权益分类	功能权益	普通用户	{{item.name}}会员
{{category.name}}	{{benefitItem.name}}

CAREER: Large Scale Simulations Enabled Materials Engineering for Heterogeneous Ice Nucleation

职业：大规模模拟支持异质冰核材料工程

基本信息

批准号：
2224643
负责人：
Sapna Sarupria
金额：
$ 50.38万
依托单位：
University of Minnesota-Twin Cities
依托单位国家：
美国
项目类别：
Standard Grant
财政年份：
2021
资助国家：
美国
起止时间：
2021-10-01 至 2023-08-31
项目状态：
已结题

来源：
https://www.nsf.gov/awardsearch/showAward?AWD_ID=2224643&HistoricalAwards=false
关键词：
CAREER Large Scale Simulations Enabled

项目摘要

PI: Sarupria, Sapna Proposal Number: 1653352 Institution: Clemson University Title: CAREER: Large Scale Simulations Enabled Materials Engineering for Heterogeneous Ice Nucleation Understanding and controlling ice nucleation is an important problem with numerous potential applications in the food, transportation, and energy generation industries. The goal of this proposal is to develop an integrated approach combining molecular simulations and data analysis to enable the high-throughput screening of materials that modulate ice nucleation. The project will focus on two systems, one involving ice nucleation on self-assembled monolayers, and the second ice-nucleating proteins. The proposed approach is based on the hypothesis that there are characteristic signatures of a material's ice nucleating propensity within the interfacial water properties. The project aims to identify those signatures and formulate molecular descriptors that accelerate ice nucleation. The goal of the proposed education plan is to use an integrated approach to improve the understanding of the multidisciplinary field of computational materials science by graduate and undergraduate students. The proposed activities include a hackathon formulated in the context of computational materials science simulation challenges and a molLego touch-screen game (similar to Lego) aimed at constructing nanoscale materials in a visual learning environment.The proposed research plan aims to understand the thermodynamics and kinetics of ice nucleation near self-assembled monolayers and ice-nucleating proteins. Computational tools developed in the PI?s group speed up sampling of nucleation events by more than a factor of 20 compared to traditional Molecular Dynamics simulations, thereby enabling studies of ice nucleation near surfaces. The plan is to analyze the extensive dataset of nucleation events, free energy landscapes, and interfacial water properties to identify the key signatures that indicate the ice-nucleating propensity of a surface. Based on knowledge of the key signatures, high-throughput screening of the surface nucleating propensity will be performed using membrane-based surfaces. The proposed research will potentially lead to computationally efficient cost-effective techniques for screening materials for ice nucleation propensity.

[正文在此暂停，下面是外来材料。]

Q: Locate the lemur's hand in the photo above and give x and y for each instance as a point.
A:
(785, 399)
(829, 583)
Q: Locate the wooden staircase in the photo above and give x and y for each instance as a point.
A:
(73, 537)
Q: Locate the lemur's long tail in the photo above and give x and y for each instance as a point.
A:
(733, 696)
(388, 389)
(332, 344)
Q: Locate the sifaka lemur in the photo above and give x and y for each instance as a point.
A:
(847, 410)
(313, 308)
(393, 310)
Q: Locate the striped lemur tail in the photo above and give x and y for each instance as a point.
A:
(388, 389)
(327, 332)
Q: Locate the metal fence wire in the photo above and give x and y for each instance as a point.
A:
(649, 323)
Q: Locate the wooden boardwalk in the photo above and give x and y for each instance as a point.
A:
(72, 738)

主要研究者：Sarupria，Sapna提案编号：1653352机构：克莱姆森大学标题：职业生涯：大规模模拟启用材料工程异质冰成核理解和控制冰成核是一个重要的问题，在食品，运输和能源生产行业的许多潜在应用。该提案的目标是开发一种结合分子模拟和数据分析的综合方法，以实现对调节冰成核的材料的高通量筛选。该项目将集中在两个系统，一个涉及自组装单层上的冰成核，第二个涉及冰成核蛋白质。所提出的方法是基于这样的假设，即有一种材料的冰成核倾向的特征签名内的界面水的属性。该项目旨在识别这些特征并制定加速冰成核的分子描述符。拟议的教育计划的目标是使用一种综合的方法来提高研究生和本科生对计算材料科学多学科领域的理解。拟议的活动包括在计算材料科学模拟挑战和molLego触摸屏游戏（类似于乐高）的背景下制定的黑客游戏，旨在构建纳米级材料的视觉学习环境。拟议的研究计划旨在了解自组装单分子膜和冰成核蛋白附近的冰成核热力学和动力学。在PI中开发的计算工具？与传统的分子动力学模拟相比，该小组将成核事件的采样速度提高了20倍以上，从而能够研究表面附近的冰成核。该计划将分析大量的成核事件、自由能景观和界面水特性数据集，以确定表明表面冰成核倾向的关键特征。基于对关键特征的了解，将使用膜基表面进行表面成核倾向的高通量筛选。拟议的研究将可能导致计算效率高，成本效益高的技术筛选材料的冰成核倾向。